Goodreads, Amazon, NothingBinding, all of them use OUR books and the reviews of them for 'commercial' purposes. Let's face it, we can always self publish, but where would the industry be without writers? We are being used commercially by just about everyone and we are more than willing because we want readers to notice us and read our stories.

I just don't understand the need to remove the reviews, it isn't like I have lots of resources on the internet for my reviews. Sure I get that it is a rule, I just don't get the need to have the rule -- especially with the new FTC rules.

If you do go to Goodreads often and have an opinion on this, do voice it to them. The link is in the email above.

Just so we're clear here. I paid ReaderViews for reviews of Kathryn's Beach and High Tide. I did NOT pay for the review of Storm Surge, but ask that the same reviewer who did the first two do the third, if possible. I do get the newsletters from Goodreads and ReaderViews -- and about a million other newsletters. Oh and Irene donated several copies of her book to the blog party - as did about 20 other writers (no strings attached either direction, but I did want them autographed). I don't know what any of this means in the big picture of things, but I'm trying to meet the FTC guidelines and be totally clear on all of this.


  1. Great to read your post. hope you continue to reflect on the past year as you go forward with.Do come and visit wellspring when you can.
    Thank you for this final post. It sums up nicely what you've learned, and I pray that God would continue to unfold His heart and plans for your life,So blessed to have been a small part of this journey of faith!I will be meeting you on your other blog.

    dsi r4

  2. Thank you, Holy. Best wishes to you and your family as the new year approaches.

    I'll still be at this blog. Posting five days a week, I can't imagine having two blogs.

    Keep in touch.

  3. Hey, if you want to read the reviews of my books, go to my website, my page, or amazon.

    Links to my website and filedby page are on the blog sidebar, links to me on amazon are on my website. If you find reviews of my books elsewhere, then good for you - you know more than I do about it.

  4. I think I need to read this again...the review business is a bit confusing!!

  5. Peggy, this whole industry is confusing. Things don't work like one would expect, but they have worked this way for a 100 years, or more.

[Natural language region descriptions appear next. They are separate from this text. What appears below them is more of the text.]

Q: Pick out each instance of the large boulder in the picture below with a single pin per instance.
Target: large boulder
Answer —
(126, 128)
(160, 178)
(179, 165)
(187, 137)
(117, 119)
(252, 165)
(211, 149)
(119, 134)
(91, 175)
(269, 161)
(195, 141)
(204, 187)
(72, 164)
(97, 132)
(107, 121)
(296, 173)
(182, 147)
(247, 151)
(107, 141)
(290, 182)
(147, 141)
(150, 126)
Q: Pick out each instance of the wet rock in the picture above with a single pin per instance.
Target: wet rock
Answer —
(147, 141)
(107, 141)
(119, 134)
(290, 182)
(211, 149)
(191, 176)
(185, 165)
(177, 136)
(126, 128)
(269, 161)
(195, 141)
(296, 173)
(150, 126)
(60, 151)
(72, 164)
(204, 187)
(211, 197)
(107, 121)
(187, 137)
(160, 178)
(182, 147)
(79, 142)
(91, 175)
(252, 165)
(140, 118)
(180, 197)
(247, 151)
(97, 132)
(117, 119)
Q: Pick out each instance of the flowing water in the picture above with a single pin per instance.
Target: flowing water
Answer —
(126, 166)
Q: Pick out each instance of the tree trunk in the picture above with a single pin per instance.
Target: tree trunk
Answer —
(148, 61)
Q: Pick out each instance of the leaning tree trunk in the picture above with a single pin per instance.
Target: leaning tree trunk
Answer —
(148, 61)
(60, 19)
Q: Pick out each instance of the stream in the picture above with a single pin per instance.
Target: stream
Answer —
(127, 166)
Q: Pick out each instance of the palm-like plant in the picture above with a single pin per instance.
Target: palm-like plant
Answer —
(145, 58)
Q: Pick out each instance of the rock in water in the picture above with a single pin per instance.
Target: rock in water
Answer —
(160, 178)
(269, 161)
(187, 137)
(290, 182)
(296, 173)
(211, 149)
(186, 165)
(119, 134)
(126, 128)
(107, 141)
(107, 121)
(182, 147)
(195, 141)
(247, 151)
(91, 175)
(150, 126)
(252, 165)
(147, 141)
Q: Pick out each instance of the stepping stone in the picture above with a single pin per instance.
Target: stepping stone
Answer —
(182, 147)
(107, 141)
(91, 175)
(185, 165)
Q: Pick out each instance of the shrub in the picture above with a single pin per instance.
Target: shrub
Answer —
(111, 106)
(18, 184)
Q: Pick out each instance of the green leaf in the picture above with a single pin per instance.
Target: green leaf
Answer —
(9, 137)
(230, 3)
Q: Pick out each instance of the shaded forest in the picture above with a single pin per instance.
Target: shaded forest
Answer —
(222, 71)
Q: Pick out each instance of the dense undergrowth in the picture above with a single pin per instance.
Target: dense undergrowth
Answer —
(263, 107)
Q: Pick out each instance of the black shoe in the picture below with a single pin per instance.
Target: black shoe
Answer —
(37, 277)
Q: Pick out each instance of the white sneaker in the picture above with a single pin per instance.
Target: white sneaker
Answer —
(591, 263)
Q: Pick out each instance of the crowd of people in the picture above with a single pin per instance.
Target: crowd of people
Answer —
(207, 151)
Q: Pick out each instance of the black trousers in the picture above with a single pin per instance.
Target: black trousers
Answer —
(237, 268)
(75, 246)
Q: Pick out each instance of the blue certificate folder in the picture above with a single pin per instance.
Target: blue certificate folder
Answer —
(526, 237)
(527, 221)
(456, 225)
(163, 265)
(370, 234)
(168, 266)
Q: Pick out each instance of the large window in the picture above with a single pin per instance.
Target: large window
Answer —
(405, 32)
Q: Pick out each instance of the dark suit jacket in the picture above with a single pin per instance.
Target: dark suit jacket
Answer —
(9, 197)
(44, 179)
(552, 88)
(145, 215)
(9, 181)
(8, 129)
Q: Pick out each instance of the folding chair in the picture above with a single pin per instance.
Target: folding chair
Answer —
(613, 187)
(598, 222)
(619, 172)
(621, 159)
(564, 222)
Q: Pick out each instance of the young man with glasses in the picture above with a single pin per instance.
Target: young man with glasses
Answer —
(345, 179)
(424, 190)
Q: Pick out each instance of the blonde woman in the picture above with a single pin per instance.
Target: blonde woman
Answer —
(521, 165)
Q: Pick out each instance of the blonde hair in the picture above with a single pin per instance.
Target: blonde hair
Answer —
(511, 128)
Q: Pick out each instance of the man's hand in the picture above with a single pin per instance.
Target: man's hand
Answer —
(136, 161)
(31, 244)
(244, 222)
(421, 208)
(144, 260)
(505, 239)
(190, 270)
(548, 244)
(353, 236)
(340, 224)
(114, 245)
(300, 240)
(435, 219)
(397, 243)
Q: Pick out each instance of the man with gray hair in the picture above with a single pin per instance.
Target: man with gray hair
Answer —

    Books need reviews and chatter, or how else are you going to interest readers in them. However, newspapers wouldn't review indie books (they can only do so many in a day) and the trade off is that it helps sell papers. So review companies sprang up. I've had odd reviews where they say Kathryn is a lawyer (???) and good ones where they get it correct.

    I don't get what the big deal was at Goodreads. Review companies are part of the landscape now days.

    If you get picked up by a big publisher, their marketing dept will take care of this stuff for you, but you will want reviews, like Ivy does, out on the net too.